Menurut Fabby, program elektrifikasi yang diluncurkan pemerintah pada umumnya masih menyediakan akses listrik dengan kualitas tier 1, seperti pada program pembagian LTSHE. Kategori ini adalah kategori untuk akses listrik dengan tingkat daya sangat rendah, yakni di bawah 50 watt.
Tier 1 hanya cukup untuk penerangan lampu bohlam atau untuk pengisian daya perangkat telepon seluler. Sedangkan masyarakat yang mendapat aliran listrik dari pembangkit PLN sebagian besar mendapat akses listrik dengan kualitas tier 4 (800-2.000 watt), bahkan tier 5 (di atas 2.000 watt).
”Perbedaan ini dapat memengaruhi manfaat dan efektivitas listrik yang diterima masyarakat yang terkait dengan produktivitas ekonomi,” ujar Fabby.
SUMBER: IESR
Kualitas akses listrik yang dibagi dalam besaran daya terpasang.
Salah satu upaya meningkatkan pasokan dan memperbaiki kualitas akses listrik di Indonesia adalah dengan mengoptimalkan sumber energi terbarukan di tiap-tiap wilayah. Sumber energi terbarukan tersebut, antara lain, tenaga surya, bayu, atau tenaga mikrohidro.

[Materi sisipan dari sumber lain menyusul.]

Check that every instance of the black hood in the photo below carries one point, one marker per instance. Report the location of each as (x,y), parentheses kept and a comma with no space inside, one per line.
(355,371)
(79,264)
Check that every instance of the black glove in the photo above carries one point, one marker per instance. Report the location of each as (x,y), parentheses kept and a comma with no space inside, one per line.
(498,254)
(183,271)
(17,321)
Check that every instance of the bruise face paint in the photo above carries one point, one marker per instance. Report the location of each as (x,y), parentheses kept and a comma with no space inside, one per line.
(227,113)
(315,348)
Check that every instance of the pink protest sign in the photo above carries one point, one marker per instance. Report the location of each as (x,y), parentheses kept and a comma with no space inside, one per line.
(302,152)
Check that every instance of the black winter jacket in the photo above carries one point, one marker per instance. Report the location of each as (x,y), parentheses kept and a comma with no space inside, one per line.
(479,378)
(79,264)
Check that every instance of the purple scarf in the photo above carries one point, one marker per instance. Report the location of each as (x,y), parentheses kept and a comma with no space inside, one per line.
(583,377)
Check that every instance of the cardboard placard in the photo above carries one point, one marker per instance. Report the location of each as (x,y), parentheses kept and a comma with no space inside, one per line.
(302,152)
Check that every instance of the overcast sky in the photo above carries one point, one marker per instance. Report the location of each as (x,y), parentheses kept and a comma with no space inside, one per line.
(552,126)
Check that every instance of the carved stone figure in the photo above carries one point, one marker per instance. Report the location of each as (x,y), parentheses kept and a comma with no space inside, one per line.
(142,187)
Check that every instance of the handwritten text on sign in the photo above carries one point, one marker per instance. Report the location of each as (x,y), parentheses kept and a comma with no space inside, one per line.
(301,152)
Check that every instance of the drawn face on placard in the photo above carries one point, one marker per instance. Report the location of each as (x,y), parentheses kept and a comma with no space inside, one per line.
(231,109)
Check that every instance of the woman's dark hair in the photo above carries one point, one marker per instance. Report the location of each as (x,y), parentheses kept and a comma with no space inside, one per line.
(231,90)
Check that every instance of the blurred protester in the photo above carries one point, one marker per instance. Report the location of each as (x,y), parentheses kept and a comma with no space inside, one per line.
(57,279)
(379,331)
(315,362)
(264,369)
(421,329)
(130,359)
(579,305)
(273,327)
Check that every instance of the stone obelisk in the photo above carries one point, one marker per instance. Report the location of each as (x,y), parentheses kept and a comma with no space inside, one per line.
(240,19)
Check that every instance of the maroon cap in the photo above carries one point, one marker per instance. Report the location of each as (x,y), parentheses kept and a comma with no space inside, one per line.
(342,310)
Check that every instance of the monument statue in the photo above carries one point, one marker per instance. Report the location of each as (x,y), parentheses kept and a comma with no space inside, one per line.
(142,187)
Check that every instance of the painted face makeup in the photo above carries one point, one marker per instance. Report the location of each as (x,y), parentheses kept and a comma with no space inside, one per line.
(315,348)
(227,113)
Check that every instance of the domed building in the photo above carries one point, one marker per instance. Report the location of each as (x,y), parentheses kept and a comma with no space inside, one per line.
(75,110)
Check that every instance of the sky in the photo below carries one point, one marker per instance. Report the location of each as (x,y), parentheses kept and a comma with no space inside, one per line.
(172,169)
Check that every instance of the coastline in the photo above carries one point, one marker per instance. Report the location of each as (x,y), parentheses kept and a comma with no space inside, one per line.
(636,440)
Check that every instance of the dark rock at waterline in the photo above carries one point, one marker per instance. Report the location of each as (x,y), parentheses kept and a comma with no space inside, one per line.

Walaupun potensi energi terbarukan di Indonesia besar, pemanfaatannya belum optimal.
Data dari Kementerian ESDM menyebutkan, potensi tenaga panas bumi di Indonesia sebesar 25.400 megawatt (MW) dengan pemanfaatan sekarang hanya 2.000-an MW. Sementara potensi tenaga hidro mencapai 75.000 MW dengan pemanfaatan kurang dari 6.000 MW.
Sementara potensi tenaga bayu mencapai 60.000 MW dan tenaga surya 207.000 MW. Dua jenis energi terbarukan yang terakhir ini pemanfaatannya masih sangat minimal.